Using the “cars” dataset in R, build a linear model for stopping distance as a function of speed and replicate the analysis of your textbook chapter 3 (visualization, quality evaluation of the model, and residual analysis.)
library(ggplot2)
cars_data <- cars
cars_model <- lm(dist ~ speed, data = cars_data)
cars_model
##
## Call:
## lm(formula = dist ~ speed, data = cars_data)
##
## Coefficients:
## (Intercept) speed
## -17.579 3.932
If \(x\) represents the speed of the car and \(y\) represents the stopping distance, then based on the regression analysis above we can represent stopping distance as a function of speed with the equation \(y = 3.932x - 17.579\) or \(y = -17.579 + 3.932x\)
Since \(17.579/3.932 \approx 4.470753\), we can interpret our regression equation to mean that we would expect a car traveling around 4.5 miles per hour to be able to stop instantaneously (\(y = 0\)), and that each one mile per hour increase in speed would result in an average increase in stopping distance of around 4 feet.
The scatterplot for the cars data is shown below.
ggplot(cars_data, aes(x = speed, y = dist)) + geom_point() + labs(title = "Car Speed vs. Stopping Distance", x = "Speed (Miles/Hour)", y = "Stopping Distance (Feet)")
The same scatterplot with the linear model overlaid is shown below.
ggplot(cars_data, aes(x = speed, y = dist)) + geom_point() +
labs(title = "Car Speed vs.
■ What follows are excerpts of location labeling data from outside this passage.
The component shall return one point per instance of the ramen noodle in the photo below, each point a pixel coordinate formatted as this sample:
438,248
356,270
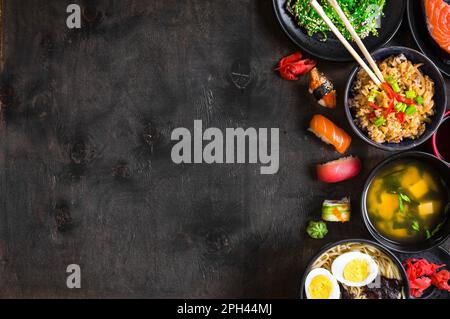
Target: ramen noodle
386,265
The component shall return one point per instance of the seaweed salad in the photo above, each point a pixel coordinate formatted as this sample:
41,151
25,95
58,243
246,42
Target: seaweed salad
365,16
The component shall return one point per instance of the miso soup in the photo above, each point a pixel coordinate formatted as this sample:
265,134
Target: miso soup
408,201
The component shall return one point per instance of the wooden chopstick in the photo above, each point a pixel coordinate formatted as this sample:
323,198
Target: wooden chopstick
357,39
347,45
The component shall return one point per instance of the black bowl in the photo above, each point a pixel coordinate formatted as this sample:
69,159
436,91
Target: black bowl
440,98
332,49
442,169
364,241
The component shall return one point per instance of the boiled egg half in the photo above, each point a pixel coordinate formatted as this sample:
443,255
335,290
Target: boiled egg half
320,284
355,269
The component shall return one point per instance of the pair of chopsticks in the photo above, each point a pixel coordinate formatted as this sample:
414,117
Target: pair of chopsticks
374,73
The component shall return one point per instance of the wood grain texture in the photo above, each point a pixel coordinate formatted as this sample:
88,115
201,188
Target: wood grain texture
85,170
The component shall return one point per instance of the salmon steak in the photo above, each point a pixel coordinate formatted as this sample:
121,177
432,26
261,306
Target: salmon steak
437,13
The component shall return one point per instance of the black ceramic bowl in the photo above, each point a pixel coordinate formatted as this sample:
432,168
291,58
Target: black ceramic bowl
442,169
364,241
440,99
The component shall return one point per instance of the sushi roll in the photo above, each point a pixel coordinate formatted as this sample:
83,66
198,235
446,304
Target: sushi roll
322,89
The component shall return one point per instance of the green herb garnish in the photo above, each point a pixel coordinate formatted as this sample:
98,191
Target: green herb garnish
410,94
396,87
317,230
415,226
410,110
379,121
400,107
363,14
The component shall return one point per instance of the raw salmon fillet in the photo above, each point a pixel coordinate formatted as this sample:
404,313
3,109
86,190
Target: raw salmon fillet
438,21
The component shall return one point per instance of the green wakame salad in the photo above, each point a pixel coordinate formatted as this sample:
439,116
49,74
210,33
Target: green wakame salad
363,14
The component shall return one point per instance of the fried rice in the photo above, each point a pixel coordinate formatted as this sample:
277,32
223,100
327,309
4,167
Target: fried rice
393,130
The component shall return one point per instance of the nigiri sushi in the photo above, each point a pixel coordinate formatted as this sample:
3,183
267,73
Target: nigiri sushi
438,21
322,89
330,133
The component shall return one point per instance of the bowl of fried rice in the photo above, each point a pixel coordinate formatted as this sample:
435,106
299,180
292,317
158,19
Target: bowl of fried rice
406,110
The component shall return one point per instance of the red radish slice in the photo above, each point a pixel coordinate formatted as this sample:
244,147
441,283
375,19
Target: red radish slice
339,170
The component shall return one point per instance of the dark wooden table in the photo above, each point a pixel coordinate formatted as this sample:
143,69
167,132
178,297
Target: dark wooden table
86,174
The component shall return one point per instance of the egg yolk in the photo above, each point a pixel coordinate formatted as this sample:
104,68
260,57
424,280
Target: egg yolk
356,270
320,287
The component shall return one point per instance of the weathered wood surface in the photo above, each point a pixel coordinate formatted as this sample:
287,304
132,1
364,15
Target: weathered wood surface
86,175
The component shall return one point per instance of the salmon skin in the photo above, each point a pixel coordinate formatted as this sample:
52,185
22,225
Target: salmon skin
330,133
437,13
322,89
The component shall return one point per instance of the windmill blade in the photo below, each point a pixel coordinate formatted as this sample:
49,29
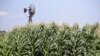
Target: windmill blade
25,10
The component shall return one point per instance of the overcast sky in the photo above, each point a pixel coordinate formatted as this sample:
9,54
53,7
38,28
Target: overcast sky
58,11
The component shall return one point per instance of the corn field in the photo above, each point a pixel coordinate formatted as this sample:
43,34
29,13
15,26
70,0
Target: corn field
51,40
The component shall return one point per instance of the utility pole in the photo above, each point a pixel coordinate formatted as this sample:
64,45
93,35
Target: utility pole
31,12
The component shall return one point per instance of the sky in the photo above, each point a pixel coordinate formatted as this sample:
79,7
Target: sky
58,11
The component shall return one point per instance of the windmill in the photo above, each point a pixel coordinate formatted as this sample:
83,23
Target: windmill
31,11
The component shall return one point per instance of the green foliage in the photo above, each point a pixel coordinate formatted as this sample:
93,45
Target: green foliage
51,40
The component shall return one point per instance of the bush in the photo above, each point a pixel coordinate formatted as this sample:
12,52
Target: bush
51,40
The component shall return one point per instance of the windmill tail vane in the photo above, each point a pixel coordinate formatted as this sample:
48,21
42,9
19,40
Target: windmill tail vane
31,12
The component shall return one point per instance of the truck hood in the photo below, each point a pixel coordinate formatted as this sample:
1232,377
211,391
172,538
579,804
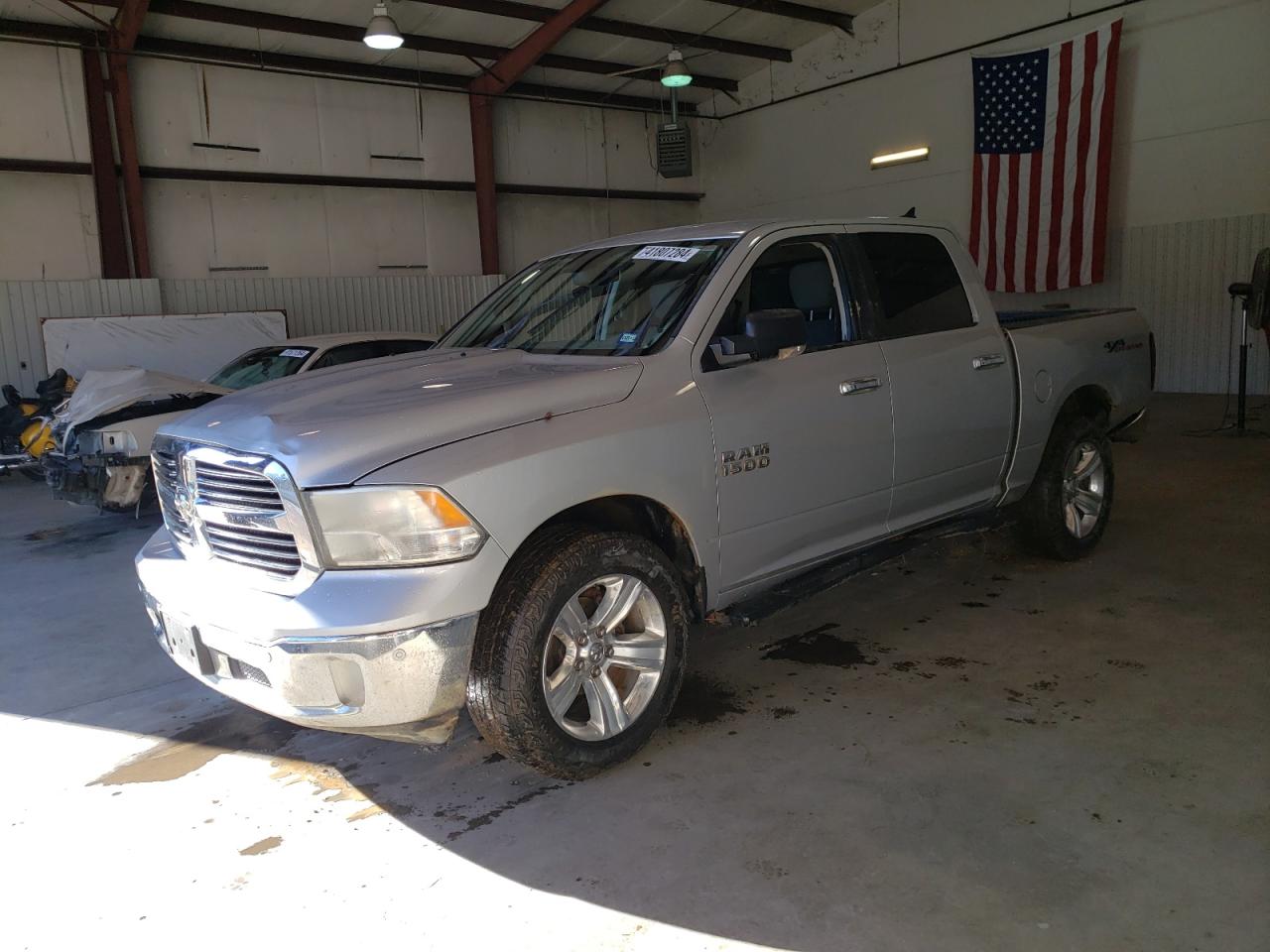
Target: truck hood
329,428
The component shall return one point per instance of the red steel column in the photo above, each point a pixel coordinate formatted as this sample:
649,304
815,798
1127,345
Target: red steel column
126,136
497,79
123,37
111,235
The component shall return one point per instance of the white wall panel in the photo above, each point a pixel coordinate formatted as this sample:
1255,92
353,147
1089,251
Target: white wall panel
42,113
1176,276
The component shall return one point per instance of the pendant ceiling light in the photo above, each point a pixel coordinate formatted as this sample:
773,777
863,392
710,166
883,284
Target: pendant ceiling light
381,32
676,71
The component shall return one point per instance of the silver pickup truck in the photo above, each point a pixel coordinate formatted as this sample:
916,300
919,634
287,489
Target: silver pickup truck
621,438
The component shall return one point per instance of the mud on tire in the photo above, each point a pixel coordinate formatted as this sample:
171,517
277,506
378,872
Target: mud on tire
506,689
1046,524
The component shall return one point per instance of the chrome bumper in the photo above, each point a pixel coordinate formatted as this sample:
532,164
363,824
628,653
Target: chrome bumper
331,657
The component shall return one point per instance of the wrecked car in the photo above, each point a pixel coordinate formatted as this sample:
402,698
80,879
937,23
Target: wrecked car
102,436
27,422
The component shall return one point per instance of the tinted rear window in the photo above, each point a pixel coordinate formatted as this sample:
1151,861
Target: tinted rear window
917,287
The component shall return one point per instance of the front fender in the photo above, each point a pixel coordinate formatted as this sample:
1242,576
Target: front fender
517,479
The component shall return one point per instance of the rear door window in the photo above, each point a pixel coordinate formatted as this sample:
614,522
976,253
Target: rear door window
403,347
798,273
349,353
916,287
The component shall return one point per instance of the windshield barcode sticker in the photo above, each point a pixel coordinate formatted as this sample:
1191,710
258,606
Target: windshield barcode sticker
665,253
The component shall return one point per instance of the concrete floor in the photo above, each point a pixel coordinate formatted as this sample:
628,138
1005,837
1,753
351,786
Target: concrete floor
961,749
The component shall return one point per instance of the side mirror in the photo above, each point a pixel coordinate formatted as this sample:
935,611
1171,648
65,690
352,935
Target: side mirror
770,331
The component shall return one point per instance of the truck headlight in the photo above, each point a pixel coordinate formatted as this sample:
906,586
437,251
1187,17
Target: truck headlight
384,527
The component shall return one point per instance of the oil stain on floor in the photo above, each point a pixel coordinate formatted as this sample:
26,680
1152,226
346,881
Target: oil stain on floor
263,846
186,752
703,701
818,647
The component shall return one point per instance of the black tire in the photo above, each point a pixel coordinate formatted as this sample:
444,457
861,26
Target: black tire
504,687
1042,524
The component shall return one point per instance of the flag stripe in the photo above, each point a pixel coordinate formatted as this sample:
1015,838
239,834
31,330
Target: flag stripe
993,182
1056,208
1033,221
975,206
1103,175
1011,222
1082,151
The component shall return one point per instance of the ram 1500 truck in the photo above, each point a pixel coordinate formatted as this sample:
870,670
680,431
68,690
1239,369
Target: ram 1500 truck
617,440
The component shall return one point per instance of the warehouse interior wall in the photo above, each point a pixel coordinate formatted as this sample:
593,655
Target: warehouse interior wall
312,126
1191,193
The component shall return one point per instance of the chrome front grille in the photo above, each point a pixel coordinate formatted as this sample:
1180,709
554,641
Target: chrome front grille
238,509
167,468
261,548
235,489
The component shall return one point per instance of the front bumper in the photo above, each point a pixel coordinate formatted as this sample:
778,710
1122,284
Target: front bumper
382,653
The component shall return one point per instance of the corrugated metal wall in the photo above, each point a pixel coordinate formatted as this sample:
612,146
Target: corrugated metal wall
26,303
313,306
1178,275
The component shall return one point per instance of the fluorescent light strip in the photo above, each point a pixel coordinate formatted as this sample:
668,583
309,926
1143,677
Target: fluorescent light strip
908,155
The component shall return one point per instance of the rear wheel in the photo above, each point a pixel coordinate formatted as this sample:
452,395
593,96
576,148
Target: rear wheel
1067,508
580,653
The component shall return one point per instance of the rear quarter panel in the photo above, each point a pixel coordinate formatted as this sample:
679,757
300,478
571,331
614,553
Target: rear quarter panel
1106,349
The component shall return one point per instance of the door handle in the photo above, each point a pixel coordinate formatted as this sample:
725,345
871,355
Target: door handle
861,385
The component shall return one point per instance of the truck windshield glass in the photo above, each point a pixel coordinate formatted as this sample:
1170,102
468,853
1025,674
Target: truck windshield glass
606,301
259,366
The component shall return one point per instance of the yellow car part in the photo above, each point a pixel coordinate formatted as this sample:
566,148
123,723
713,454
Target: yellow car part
37,438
Stopping Distance", x = "Speed (Miles/Hour)", y = "Stopping Distance (Feet)") +
geom_abline(aes(slope = coef(cars_model)[2], intercept = coef(cars_model)[1]))
summary(cars_model)
##
## Call:
## lm(formula = dist ~ speed, data = cars_data)
##
## Residuals:
## Min 1Q Median 3Q Max
## -29.069 -9.525 -2.272 9.215 43.201
##
## Coefficients:
## Estimate Std. Error t value Pr(>|t|)
## (Intercept) -17.5791 6.7584 -2.601 0.0123 *
## speed 3.9324 0.4155 9.464 1.49e-12 ***
## ---
## Signif. codes: 0 '***' 0.001 '**' 0.01 '*' 0.05 '.' 0.1 ' ' 1
##
## Residual standard error: 15.38 on 48 degrees of freedom
## Multiple R-squared: 0.6511, Adjusted R-squared: 0.6438
## F-statistic: 89.57 on 1 and 48 DF, p-value: 1.49e-12
We see that the median residual is close to 0 and the first and third quartile residuals are of very similar magnitude, both of which are desirable for a good linear model. The minimum and maximum residuals are not as close as the first and third quartile residuals, but are still not very far apart.
The t value for the slope is close to 10, which is a good sign for the quality of our model. The t value for the y-intercept is small, indicating uncertainty in our y-intercept.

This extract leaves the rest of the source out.